Introduction To The Silent Disease Osteoporosis
The Silent Disease Osteoporosis. Osteoporosis is a systemic skeletal disorder characterized by low bone mass, and micro-architectural deterioration of bone tissue leading to bone sterility. And consequent increase in fracture risk. In addition, it is the most common reason for a broken bone among the elderly. Here, bones that commonly break include the vertebrae in the spine, the bones of the forearm, and the hip. However, until a broken bone occurs there are typically no symptoms. So then, bones may weaken to such a degree that a break may occur with minor stress or spontaneously. But after the broken bone heals, you may have chronic pain and a decreased ability to carry out normal activities.
Osteoporosis may be due to lower-than-normal maximum bone mass and greater-than-normal bone loss. As an example, bone loss increases after female menopause due to lower levels of estrogen. And after male ‘andropause‘ due to lower levels of testosterone. In addition, osteoporosis may also occur due to a number of diseases or treatments. Including alcoholism, anorexia, hyperthyroidism, kidney disease, and surgical removal of the ovaries. Consequently, certain medications increase rates of bone loss. Including some antiseizure medications, chemotherapy, proton pump inhibitors, selective serotonin reuptake inhibitors. Also, glucocorticosteroids. Smoking and too little exercise are known risk factors. Generally, osteoporosis is defined as a bone density of 2.5 standard deviations below that of a young adult. This is typically measured by dual-energy X-ray absorptiometry (DXA or DEXA).
The Silent Disease Osteoporosis. Prevention of osteoporosis includes a proper diet during childhood and hormone replacement therapy for menopausal women. Also, efforts to avoid medications that increase the rate of bone loss. Efforts to prevent broken bones in those with osteoporosis include a good diet, exercise, and fall prevention. However, lifestyle changes such as stopping smoking and not drinking alcohol may help. Bisphosphonate medications are useful to decrease future broken bones in those with previous broken bones due to osteoporosis. In those with osteoporosis but no previous broken bones, they are less effective. They do not appear to affect the risk of death.
The Silent Disease Osteoporosis. Osteoporosis becomes more common with age. About 15% of Caucasians in their 50s and 70% of those over 80 are affected. It is more common in women than men. In the developed world, depending on the method of diagnosis, 2% to 8% of males and 9% to 38% of females are affected. Rates of disease in the developing world are unclear. About 22 million women and 5.5 million men in the European Union had osteoporosis in 2010. In the United States in 2010, about 8 million women and between 1 and 2 million men had osteoporosis. White and Asian people are at greater risk. The word “osteoporosis” is from the Greek term for “porous bones”.
Signs and Symptoms
The Silent Disease Osteoporosis. Osteoporosis has no symptoms and the person usually does not know that they have osteoporosis until a bone is broken. So then, osteoporotic fractures occur in situations where healthy people would not normally break a bone. Here, they are therefore regarded as fragility fractures. Typical fragility fractures occur in the vertebral column, rib, hip and wrist. Examples of situations where people would not normally break a bone include a fall from a standing height, or normal day-to-day activities such as lifting, bending, or coughing.

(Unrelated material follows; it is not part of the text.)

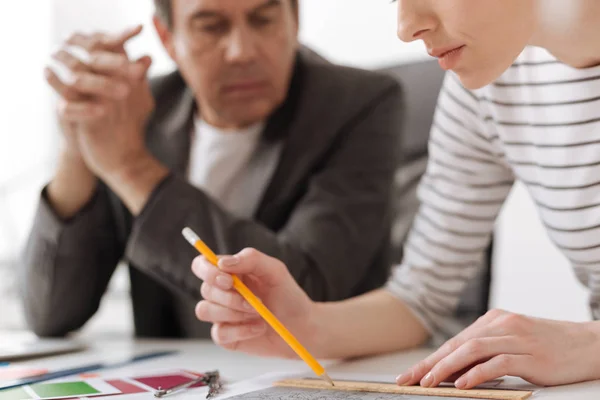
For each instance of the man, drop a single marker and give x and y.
(252, 142)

The Silent Disease Osteoporosis. Fractures are a common symptom of osteoporosis and can result in disability. Acute and chronic pain in the elderly is often attributed to fractures from osteoporosis and can lead to further disability and early mortality. These fractures may also be asymptomatic. The most common osteoporotic fractures are of the wrist, spine, shoulder and hip. The symptoms of a vertebral collapse (“compression fracture”) are sudden back pain, often with radicular pain (shooting pain due to nerve root compression) and rarely with spinal cord compression or cauda equina syndrome. Multiple vertebral fractures lead to a stooped posture, loss of height, and chronic pain with a resultant reduction in mobility.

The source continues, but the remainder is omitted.